Sammy Stein – Jazz Views
What is evident throughout the program is how much fun the band is having creating this music and overturning one's expectations.
Richard Kamins – Step Tempest
By dynamically alternating moods and modes of expression the band keeps the performance captivating and the momentum taut… recording truly reflects the wide fluctuations of kismet especially in these trying times.
Hrayr Attarian -All About Jazz
Jazz is a shared reference, a musical education held in common for the members of Songs of Tales. However, calling them a jazz group is misleading and limiting. Their new album opens with the reverberating electric guitar of “Traure,” which paints a bleak, prickly sonic landscape descended from Ennio Morricone. New Orleans parade rhythms set the tempo for the lively “Burning Bright’s” avant-cacophony. “Awake” is dreamy, “Cinema” suggests an instrumental Tom Waits might have written (but didn’t). The Canadian quartet seamlessly brings together influences that span the world in a context anchored by a rock-solid rhythm section.
David Luhrssen – Shepherd Express
These four gifted and diverse musicians combine in Songs of Tales to create something unlike anything I’ve heard recently. The combination of guitar, violin and saxophone is not common and the fluid conversations among them are compelling, all glued together with the pulse and texture of Jean Martin’s thoughtful playing.
David Reed – Belleville Intelligencer
…a melange of various inspirations, ranging from Mingus to Ornette Coleman and some free elements and the end result is exciting and fresh and for sure worth checking out… ‘Life Is A Gong Show’ is all about variety and surprises, but it is as well a captivating and remarkable debut.

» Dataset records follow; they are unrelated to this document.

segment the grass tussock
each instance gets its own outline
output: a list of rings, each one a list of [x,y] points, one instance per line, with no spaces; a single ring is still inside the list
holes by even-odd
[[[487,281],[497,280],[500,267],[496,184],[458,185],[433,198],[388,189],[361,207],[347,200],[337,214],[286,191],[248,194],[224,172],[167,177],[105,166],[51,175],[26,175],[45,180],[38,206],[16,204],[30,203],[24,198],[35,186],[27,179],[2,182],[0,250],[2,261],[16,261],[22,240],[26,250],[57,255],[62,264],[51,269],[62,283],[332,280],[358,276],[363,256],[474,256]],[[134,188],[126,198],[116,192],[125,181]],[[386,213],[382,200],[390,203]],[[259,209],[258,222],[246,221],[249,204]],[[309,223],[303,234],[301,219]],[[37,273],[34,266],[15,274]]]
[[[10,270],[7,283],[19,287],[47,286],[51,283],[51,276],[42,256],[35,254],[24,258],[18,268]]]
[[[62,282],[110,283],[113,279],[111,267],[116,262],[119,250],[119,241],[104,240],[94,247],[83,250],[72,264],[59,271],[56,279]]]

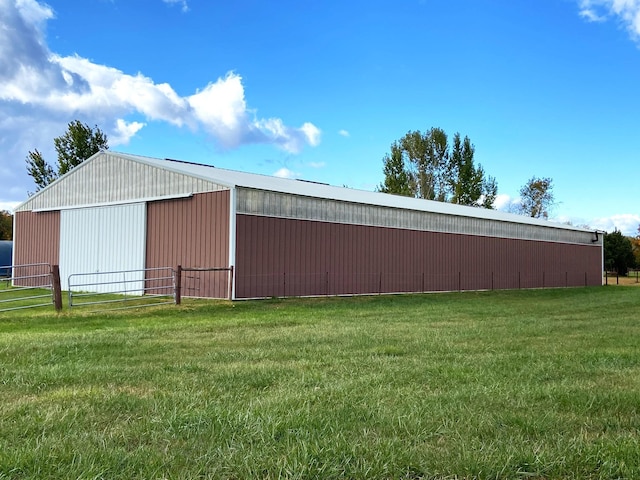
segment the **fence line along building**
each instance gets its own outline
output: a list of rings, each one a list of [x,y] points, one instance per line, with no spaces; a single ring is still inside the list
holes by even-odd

Today, a lot of interesting work has come over from Canada. The Songs Of Tales group provides a new colorful proof of this with "Life Is Gong Show”
Georges Tonla Briquet – Jazzenzo (Netherlands – via Google Translate)

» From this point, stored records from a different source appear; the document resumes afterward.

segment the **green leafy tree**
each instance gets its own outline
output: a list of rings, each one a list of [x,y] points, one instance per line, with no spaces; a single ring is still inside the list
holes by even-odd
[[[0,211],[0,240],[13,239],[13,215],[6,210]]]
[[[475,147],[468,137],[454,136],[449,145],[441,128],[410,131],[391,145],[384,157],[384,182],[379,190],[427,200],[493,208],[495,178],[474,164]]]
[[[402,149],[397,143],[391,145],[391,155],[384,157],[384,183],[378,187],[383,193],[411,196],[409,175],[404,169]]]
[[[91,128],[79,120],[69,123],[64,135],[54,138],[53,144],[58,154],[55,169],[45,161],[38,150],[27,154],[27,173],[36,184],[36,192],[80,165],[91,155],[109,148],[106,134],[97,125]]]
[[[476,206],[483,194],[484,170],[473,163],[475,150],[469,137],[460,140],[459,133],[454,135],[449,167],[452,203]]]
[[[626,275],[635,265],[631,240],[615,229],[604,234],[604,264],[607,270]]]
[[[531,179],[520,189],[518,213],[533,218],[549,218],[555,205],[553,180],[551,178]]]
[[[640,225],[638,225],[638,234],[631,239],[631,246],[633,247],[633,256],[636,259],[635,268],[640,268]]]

The unique instrumentation on 11 uncommon compositions is thoroughly entertaining, bewitching and memorable, ripe for repeated listening… this could be construed as jazz for people who don’t like jazz. Its tentacles reach deep into prog, world and soundtrack-styled mysticism.

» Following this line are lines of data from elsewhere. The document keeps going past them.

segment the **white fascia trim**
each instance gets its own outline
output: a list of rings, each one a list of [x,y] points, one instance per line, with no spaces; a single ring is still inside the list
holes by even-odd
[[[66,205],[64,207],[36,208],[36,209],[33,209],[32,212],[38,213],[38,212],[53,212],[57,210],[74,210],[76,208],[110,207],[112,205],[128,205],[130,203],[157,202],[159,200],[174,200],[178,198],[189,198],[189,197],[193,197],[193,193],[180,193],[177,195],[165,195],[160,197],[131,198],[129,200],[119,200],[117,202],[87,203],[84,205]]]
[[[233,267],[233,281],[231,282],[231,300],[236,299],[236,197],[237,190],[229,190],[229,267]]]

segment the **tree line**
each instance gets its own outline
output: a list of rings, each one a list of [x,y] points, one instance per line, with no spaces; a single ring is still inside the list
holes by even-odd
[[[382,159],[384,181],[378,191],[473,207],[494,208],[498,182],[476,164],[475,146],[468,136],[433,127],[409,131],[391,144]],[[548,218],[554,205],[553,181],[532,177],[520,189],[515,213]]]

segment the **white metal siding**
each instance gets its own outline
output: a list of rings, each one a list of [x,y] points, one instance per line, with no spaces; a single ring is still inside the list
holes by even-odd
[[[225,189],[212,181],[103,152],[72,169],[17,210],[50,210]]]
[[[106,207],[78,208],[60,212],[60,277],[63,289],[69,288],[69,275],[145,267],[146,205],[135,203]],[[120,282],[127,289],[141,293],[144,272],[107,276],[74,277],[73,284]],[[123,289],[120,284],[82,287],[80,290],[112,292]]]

Mike Greenblatt – Goldmine: The Music Collector’s Magazine
The compositions allow the full breadth of each individual's instrument to weave and connect together in a sculptural way that encompasses several styles and genres of the musical spectrum. The key element here is fluidity, and this is achieved by Songs of Tales' unique sense of eclecticism that embodies the essence of the sounds produced.
Marty Delia – The Jazz Music Blog
The team likes to focus on big backbeats and grooves, throwing in melodies ranging from American folksy themes such as on “Sun Sets In The West” to a Middle Eastern Vaudeville on the wild ride of “Jojis” with oud and tenor sax vying for attention. Eastern European themes are well scribed by Zubot’s violin with dark colors yearning on “Traure” while Martin punches out some sharp kinetic ricochet’s for Cancura’s tenor on “Burning Bright”. Electric guitar, breathy sax and folksy violin create a warm campfire on “Awake” and the team gets fun and funky for “Non Fiction” while displaying a 50s rock feel on “Sideways”. A panoply of a musical pleasures.
George W. Harris – Jazz Weekly
Can you be award winners in the mainstream and still be underground sensations? Gordon Grdina and this edition of his pals seem to prove it so. A worldly jazz outing (as opposed to strictly world), this bunch takes you on excursions that contradict it's smart ass title as the depth and focus are mind blowingly progressive.